CHAPTER VI
FIVE THOUSAND YEARS INTO THE FUTURE
Alan did not lose consciousness. But it was a terrible sensation of falling; a soundless, clattering chaos. The room seemed going dim; glowing silver-bright, with every smallest detail sharp and clear—and then fading. There was the sense that his body was suddenly spectral, with a lightness of thistledown, whirling away in all this soundless confusion.
The sensations were momentary; the room presently was almost normal again. Alan sat still and gazed around him. A solid, white metal floor; gray-white metal walls; a metal ceiling, windows and doors, all closed. A solid room, unmoving—standing in the bottom of a tower planted solidly upon the ground. It felt like that. Almost normal. But not quite. For under his feet Alan could feel the floor vibrating. A whirring, infinitely tiny, infinitely rapid vibration. It thrilled up into his body like a gentle current; it gave him a sense of lightness, buoyancy.
Alan knew that the tower was traveling in Time. Into our Past, or our Future he could not tell which. Across the room at a table of instruments Lea and the young man sat gazing at a bank of whirring dials. They talked together in low tones; words unintelligible to Alan. Lea, glancing over, caught his gaze and smiled. He stood up; stood trembling and dizzy. At once she came and took his arm.

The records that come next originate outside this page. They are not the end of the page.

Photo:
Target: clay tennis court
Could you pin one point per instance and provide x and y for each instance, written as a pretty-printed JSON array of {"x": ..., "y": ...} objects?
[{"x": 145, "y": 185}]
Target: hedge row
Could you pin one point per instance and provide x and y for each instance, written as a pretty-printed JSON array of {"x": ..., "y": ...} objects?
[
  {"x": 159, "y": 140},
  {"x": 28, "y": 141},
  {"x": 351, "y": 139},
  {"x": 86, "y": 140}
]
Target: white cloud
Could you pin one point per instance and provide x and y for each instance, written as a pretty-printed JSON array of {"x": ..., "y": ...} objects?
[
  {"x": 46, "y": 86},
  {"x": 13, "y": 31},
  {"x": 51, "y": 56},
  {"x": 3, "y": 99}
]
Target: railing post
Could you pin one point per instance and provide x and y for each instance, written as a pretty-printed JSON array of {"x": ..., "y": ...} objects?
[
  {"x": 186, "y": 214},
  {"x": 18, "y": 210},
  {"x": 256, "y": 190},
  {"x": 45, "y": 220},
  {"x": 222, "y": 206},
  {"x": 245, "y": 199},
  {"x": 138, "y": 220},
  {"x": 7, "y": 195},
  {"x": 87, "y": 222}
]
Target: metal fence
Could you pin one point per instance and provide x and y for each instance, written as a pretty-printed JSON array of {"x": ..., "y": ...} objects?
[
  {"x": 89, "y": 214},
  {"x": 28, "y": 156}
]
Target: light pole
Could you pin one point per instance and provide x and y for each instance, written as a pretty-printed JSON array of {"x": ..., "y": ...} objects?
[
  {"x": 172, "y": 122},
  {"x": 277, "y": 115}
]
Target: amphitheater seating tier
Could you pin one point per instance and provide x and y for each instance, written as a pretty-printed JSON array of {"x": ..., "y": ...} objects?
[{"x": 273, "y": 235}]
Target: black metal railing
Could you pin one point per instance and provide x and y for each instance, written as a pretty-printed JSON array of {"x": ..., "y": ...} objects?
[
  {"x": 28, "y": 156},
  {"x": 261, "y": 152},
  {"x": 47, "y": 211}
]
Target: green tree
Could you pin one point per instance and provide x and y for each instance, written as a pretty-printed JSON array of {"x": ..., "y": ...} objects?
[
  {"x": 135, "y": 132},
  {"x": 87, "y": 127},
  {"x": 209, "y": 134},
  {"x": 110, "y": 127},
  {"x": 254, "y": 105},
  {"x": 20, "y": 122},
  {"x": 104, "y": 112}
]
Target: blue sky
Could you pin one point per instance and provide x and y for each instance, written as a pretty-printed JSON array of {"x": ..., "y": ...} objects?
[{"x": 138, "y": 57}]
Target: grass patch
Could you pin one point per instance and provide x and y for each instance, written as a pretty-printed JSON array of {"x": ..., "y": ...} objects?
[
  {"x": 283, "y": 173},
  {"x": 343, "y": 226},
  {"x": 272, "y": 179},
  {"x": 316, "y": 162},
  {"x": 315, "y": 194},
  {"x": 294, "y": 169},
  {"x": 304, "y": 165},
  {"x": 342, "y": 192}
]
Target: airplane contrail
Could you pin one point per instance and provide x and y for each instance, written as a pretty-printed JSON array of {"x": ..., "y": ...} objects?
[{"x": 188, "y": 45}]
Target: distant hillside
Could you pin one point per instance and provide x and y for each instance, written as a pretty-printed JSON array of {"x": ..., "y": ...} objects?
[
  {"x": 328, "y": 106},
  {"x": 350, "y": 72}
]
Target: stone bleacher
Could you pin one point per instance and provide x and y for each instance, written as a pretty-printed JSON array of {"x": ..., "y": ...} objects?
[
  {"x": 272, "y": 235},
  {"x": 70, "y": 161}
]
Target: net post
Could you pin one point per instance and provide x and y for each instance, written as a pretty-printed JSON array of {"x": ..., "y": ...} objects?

"Let me see the dials," he said. He knew she could not understand the words, but he gestured, and she understood and steadied him to a seat by the table.
"San," she said, and pointed to her companion.

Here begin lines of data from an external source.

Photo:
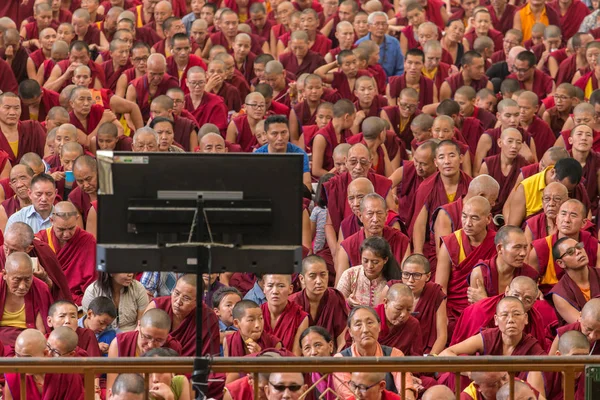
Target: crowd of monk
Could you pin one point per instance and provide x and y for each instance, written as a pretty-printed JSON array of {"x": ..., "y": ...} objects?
[{"x": 451, "y": 187}]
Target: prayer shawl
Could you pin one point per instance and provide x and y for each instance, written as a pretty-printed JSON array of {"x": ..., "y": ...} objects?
[
  {"x": 480, "y": 315},
  {"x": 237, "y": 348},
  {"x": 377, "y": 104},
  {"x": 398, "y": 83},
  {"x": 332, "y": 313},
  {"x": 406, "y": 191},
  {"x": 398, "y": 242},
  {"x": 32, "y": 138},
  {"x": 93, "y": 119},
  {"x": 425, "y": 311},
  {"x": 406, "y": 337},
  {"x": 211, "y": 110},
  {"x": 494, "y": 165},
  {"x": 49, "y": 99},
  {"x": 185, "y": 334},
  {"x": 37, "y": 301},
  {"x": 568, "y": 290},
  {"x": 309, "y": 64},
  {"x": 505, "y": 22},
  {"x": 127, "y": 344},
  {"x": 287, "y": 324},
  {"x": 463, "y": 258},
  {"x": 336, "y": 190},
  {"x": 550, "y": 274},
  {"x": 328, "y": 132},
  {"x": 542, "y": 84},
  {"x": 489, "y": 270},
  {"x": 56, "y": 386},
  {"x": 456, "y": 81},
  {"x": 542, "y": 135},
  {"x": 142, "y": 91},
  {"x": 77, "y": 259}
]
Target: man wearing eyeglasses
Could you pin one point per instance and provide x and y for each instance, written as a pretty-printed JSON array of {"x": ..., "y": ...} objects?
[
  {"x": 580, "y": 282},
  {"x": 285, "y": 386}
]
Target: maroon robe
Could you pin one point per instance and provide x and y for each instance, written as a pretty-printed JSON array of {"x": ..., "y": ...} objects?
[
  {"x": 237, "y": 348},
  {"x": 77, "y": 259},
  {"x": 337, "y": 195},
  {"x": 37, "y": 301},
  {"x": 309, "y": 64},
  {"x": 185, "y": 334},
  {"x": 406, "y": 337},
  {"x": 56, "y": 386},
  {"x": 32, "y": 138},
  {"x": 456, "y": 81},
  {"x": 127, "y": 344},
  {"x": 287, "y": 324},
  {"x": 398, "y": 83},
  {"x": 568, "y": 290},
  {"x": 507, "y": 183},
  {"x": 212, "y": 109},
  {"x": 505, "y": 22},
  {"x": 143, "y": 97},
  {"x": 542, "y": 84},
  {"x": 398, "y": 242},
  {"x": 48, "y": 100},
  {"x": 460, "y": 270},
  {"x": 332, "y": 313}
]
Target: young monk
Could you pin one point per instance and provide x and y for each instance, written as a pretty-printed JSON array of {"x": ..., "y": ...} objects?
[{"x": 250, "y": 337}]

The young man smiled, and offered his hand in the fashion of Alan's time. He was a trifle taller than Lea; similar of aspect—a gentle-looking youth, but with strongly masculine features. Blue eyes, like Lea's, brown hair, long to his neck; a robe of fabric, dark-blue, in form not unlike hers. It revealed his delicately molded limbs. A very gentle, handsome young fellow, but there was nothing girlish, nothing effeminate about him. He stood up with a quiet dignity—almost an unconscious aspect of superiority, as though he were a gracious little prince, shook hands with Alan, and sat again at his dials.
Alan surmised he was Lea's brother. Certainly they looked alike. Alan made them understand that he wanted to read the dials. Most of the dials were unintelligible, but there was one, with a slowly moving pointer, which Alan could read. It marked 1980 A.D. Into the future! Alan cursed the fact that he could not talk to his two companions. His mind leaped back to Nanette and to me. Captured by Turber. Taken—where? He did not know. But one thing was clear, Lea and this San were friendly to him. They had forced him into the tower because they knew it was the best thing for him. They were taking him now—ahead, into what we call the Future. Doubtless to their own Time-world.
Alan believed it must be far into the future—a time when English was lost and forgotten, a dead language of history. But once there, Alan thought that they would have a way of communicating with him. Their smiles were reassuring. Lea examined his head and shoulder wounds. They were no more than severe bruises.